The Australian tour fascinated him for its sheer scope.
"It was mind-boggling when you think about it, 57 towns in 58 days. Imagine even trying to organise it without email or even a fax machine," he says.
"She really put in the hard yards - 80,000 kilometres! She had to go out every day and meet people every day, from schoolchildren to politicians, have the same conversations again and again. It would be fun for a few weeks, but imagine doing it your entire life? I think she's pretty amazing."
For all the wealth and abundance of the royal lifestyle, Mackie agrees that the public is fascinated by what their private lives must be like. We read what we read in magazines, take from films and television series, but we never really know. He deliberately avoided watching The Crown while he was writing the book, but is keen to catch up with it now.
Mackie's film career began when he was a teenager.

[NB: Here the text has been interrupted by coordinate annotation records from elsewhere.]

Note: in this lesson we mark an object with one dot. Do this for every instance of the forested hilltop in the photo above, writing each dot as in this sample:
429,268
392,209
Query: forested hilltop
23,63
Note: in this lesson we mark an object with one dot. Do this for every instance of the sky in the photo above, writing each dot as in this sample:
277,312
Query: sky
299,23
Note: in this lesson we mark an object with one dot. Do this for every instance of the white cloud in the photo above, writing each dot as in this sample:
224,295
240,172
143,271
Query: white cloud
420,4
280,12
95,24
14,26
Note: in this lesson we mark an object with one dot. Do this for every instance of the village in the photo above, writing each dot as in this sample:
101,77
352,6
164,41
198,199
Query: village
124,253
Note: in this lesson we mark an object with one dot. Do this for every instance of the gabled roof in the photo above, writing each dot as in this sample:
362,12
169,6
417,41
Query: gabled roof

"I fluked a job at Greater Union when I was about 18. You'd watch films and book them into cinemas, program their locations, it was an amazing first job."

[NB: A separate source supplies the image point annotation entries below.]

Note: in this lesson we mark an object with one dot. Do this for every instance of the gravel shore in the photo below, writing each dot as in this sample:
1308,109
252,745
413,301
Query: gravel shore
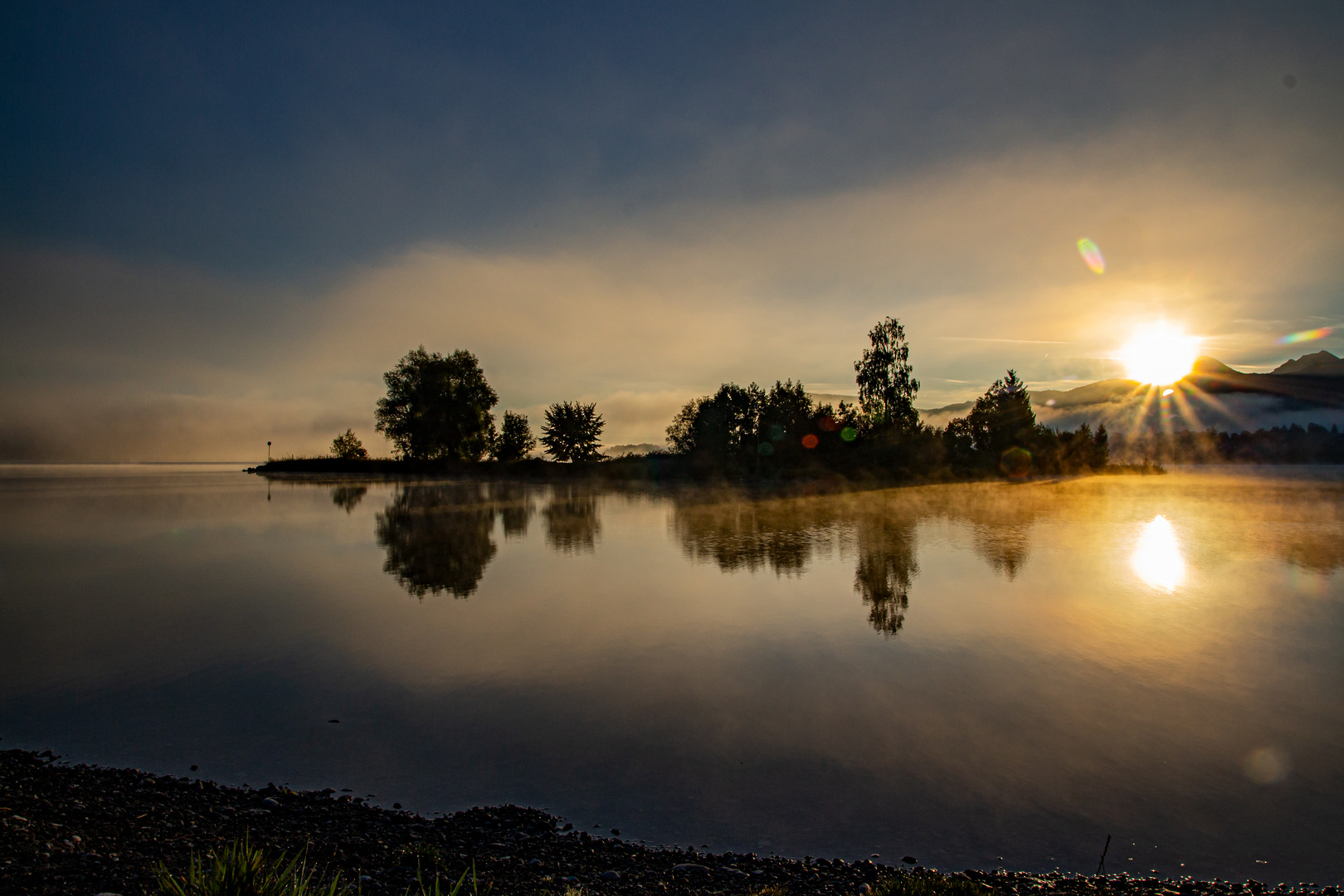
82,829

Some of his all-time favourite movies include Raiders of the Lost Ark, Die Hard, Blue Velvet, Goodfellas and Taxi Driver.

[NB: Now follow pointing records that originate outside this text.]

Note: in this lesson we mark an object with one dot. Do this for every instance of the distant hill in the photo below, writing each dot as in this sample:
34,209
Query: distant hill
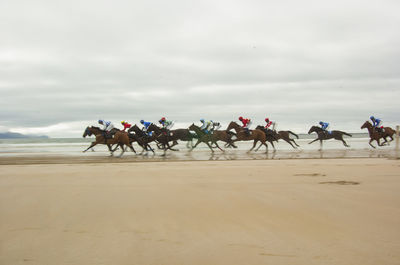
11,135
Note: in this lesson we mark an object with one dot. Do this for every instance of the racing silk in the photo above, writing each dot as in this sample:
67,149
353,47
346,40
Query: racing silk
146,124
107,125
324,125
126,126
167,124
215,125
376,122
246,123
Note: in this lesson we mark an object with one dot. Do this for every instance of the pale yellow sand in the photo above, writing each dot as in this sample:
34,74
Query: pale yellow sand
222,212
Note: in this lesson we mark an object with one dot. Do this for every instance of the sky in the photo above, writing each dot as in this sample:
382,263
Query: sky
66,64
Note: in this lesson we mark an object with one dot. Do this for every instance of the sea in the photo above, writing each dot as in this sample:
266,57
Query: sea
359,147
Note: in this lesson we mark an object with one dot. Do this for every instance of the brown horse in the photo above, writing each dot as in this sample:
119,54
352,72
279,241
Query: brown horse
272,136
324,135
204,138
374,135
242,135
164,137
142,139
120,138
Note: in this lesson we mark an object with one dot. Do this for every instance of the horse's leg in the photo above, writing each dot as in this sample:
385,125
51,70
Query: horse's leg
212,150
254,145
219,147
370,142
344,143
91,145
193,147
290,142
295,143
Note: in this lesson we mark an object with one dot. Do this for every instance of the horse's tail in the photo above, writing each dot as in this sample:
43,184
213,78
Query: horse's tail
348,134
290,132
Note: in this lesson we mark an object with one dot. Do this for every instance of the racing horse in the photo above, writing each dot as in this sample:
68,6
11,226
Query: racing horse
120,138
142,138
324,135
374,135
164,136
255,135
272,135
204,138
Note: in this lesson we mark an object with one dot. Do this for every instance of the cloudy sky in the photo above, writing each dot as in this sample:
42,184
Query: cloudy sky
66,64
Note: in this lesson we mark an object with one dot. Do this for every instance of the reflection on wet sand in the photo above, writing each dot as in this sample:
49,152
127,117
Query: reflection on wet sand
199,155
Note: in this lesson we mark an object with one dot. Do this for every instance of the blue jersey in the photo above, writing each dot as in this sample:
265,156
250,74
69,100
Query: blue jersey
146,124
324,125
377,122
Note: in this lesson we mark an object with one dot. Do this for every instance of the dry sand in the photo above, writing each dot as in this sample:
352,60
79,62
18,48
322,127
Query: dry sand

"Raiders of the Lost Ark was the movie that made me want to try and be in the film industry, it was everything a film should be."
Does a good film have a different effect than a good book?
"I find a good film gives you a more immediate emotional charge for obvious reasons, but I find good writing can settle deeper into you," he says.
"I don't really know how to articulate this properly, but I feel like there are some books I've read, like Catcher in the Rye, that have sort of settled into my soul a little more deeply, even probably more so than most films do.
"The texture and the theme and the kind of tone of that novel just seeped into me in a way that it would be hard for a movie to do. A movie is a little bit more of a single shot, single blast experience. Some films I just love, but I do think books have more of an opportunity to kind of insinuate themselves into your DNA."
Has he read any good books that he would like to turn into a film? Reese Witherspoon seems to have forged a new path in film making, taking books to the big screen, starting with the adaptations of Cheryl Strayed's memoir Wild, Gillian Flynn's Gone Girl and Liane Moriarty's Big Little Lies.
"There are books that I've read that I love, that I would like to turn into films such as Hannah Kent's The Good People," he says.
"But the films that I would like to see, the question is whether they could be financeable and whether you could attract the cast and raise the money and all these sort of practical considerations. I'm so used to sort of leading with those practical considerations that I sort of talk myself out of ideas almost as quickly as I have them sometimes."